I couldn't find any when I looked earlier either, but imagine it's somewhere since you pay for it. (even a web search cannot find it!)
-
It looks like livepatch is out of beta now.
It gets activated automatically when you attach your machine to your Ubuntu Pro account:sudo pro attach insertyourtokenhere
It did not require the installation of ubuntu-advantage-tools.
However, on my Ubuntu 22.04.1 LTS (Cloudron) machine, is asked me to install an update of these tools.
On my Ubuntu 22.04.2 LTS (non-Cloudron) machine, it already seemed to have the latest version.

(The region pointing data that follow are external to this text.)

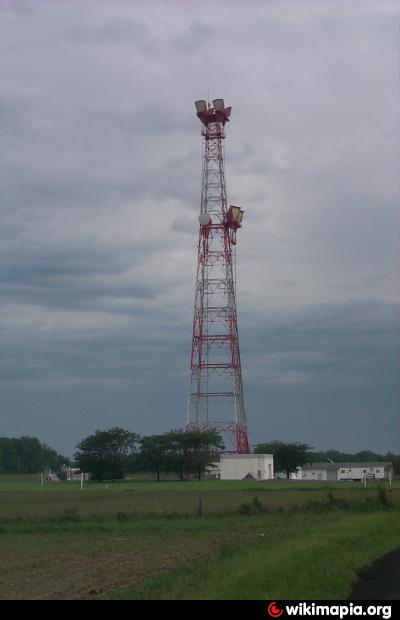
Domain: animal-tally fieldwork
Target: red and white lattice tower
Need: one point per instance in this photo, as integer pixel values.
(216, 391)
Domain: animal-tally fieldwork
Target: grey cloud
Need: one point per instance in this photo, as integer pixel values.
(192, 41)
(100, 182)
(115, 30)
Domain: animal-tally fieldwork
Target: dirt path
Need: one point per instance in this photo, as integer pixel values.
(380, 581)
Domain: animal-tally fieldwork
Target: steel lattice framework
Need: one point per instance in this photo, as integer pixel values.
(216, 391)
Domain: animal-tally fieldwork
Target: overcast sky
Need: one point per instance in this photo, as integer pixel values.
(100, 155)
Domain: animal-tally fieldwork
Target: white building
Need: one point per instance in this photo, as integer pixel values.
(241, 466)
(347, 471)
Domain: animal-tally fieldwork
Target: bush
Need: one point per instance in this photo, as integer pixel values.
(384, 498)
(254, 507)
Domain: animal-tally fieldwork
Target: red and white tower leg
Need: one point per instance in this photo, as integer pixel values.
(216, 391)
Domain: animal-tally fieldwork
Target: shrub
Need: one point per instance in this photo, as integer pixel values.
(252, 508)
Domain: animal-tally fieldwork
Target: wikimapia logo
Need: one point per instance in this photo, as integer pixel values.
(276, 610)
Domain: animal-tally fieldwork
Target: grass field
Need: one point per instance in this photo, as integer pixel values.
(138, 539)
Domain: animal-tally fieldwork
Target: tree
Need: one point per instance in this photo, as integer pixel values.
(153, 454)
(287, 456)
(192, 453)
(179, 451)
(105, 454)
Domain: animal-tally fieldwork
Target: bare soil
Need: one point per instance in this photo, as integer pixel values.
(380, 581)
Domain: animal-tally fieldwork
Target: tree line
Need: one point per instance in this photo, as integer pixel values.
(111, 454)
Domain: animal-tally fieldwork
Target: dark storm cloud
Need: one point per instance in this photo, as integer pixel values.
(100, 188)
(115, 30)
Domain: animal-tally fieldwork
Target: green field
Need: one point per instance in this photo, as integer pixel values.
(143, 539)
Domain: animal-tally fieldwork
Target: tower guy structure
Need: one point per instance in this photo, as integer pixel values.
(216, 390)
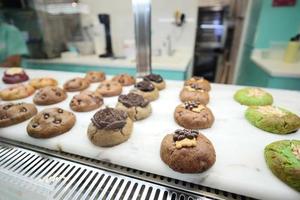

That brings me to a question @girish: Is it OK to upgrade to 22.04.2 on the Cloudron machine? -
Note: keeping the installation up to date doesn't upgrade to the kernel (5.15 -> 5.19)
-
To check if you already have the new kernel:
sudo apt list linux-generic-hwe-22.04 --installed
-
To install the metapackage for the new kernel:
sudo apt install linux-generic-hwe-22.04 --install-recommends
-
Otherwise:
sudo apt install --install-recommends
(add an-s
to first simulate updates)
-
-
All went well, thanks again! I am now on Ubuntu 22.04.2 LTS / Kernel 5.19 with livepatches activated. No problems at all during or after the upgrade.
-
@necrevistonnezr
How do you know that if the live patch is enabled?On the documentation, I only see that kernel 5.15 is supported and not 5.19.
-
@random_eric I took my information from here: https://www.omgubuntu.co.uk/2023/02/ubuntu-22-04-2-download
-
@necrevistonnezr
How do you know that the live patching is enabled for that kernel?
I just don't know how to check.-- edit --
Found it:
canonical-livepatch status
returns
last check: 23 seconds ago kernel: 5.15.0-67.74-generic server check-in: succeeded patch state: ✓ no livepatches needed for this kernel yet tier: updates (Free usage; This machine beta tests new patches.)
last check: 1 minute ago kernel: 5.19.0-35.36~22.04.1-generic server check-in: succeeded patch state: ✗ kernel version not supported tier: updates (Free usage; This machine beta tests new patches.)
So based on the pattern in the docs,
the 22.04 hwe kernel will only be supported for live patching once the 24.04 LTS is released. -
-
I was checking the livepatch status and received the info that I need to update the ubuntu-advantage-tools. I did that, and during the installation it told me that I need Kernel 6.2.0-26-generic, which has been now automatically been scheduled for installation. Feeling brave, I did a reboot. Now I am indeed running 6.2.0-26-generic:
last check: 38 minutes ago kernel: 6.2.0-26.26~22.04.1-generic server check-in: succeeded kernel state: ✓ kernel is supported by Canonical until 2024-08-13 patch state: ✓ no livepatches needed for this kernel yet
No issues so far with Cloudron or any apps (although, to be honest, I don't even know if there are any problems to expect when doing a kernel update).
Anyway, while I'm on it. Is it advisable to go to the recently released Ubuntu version 22.04.3 LTS?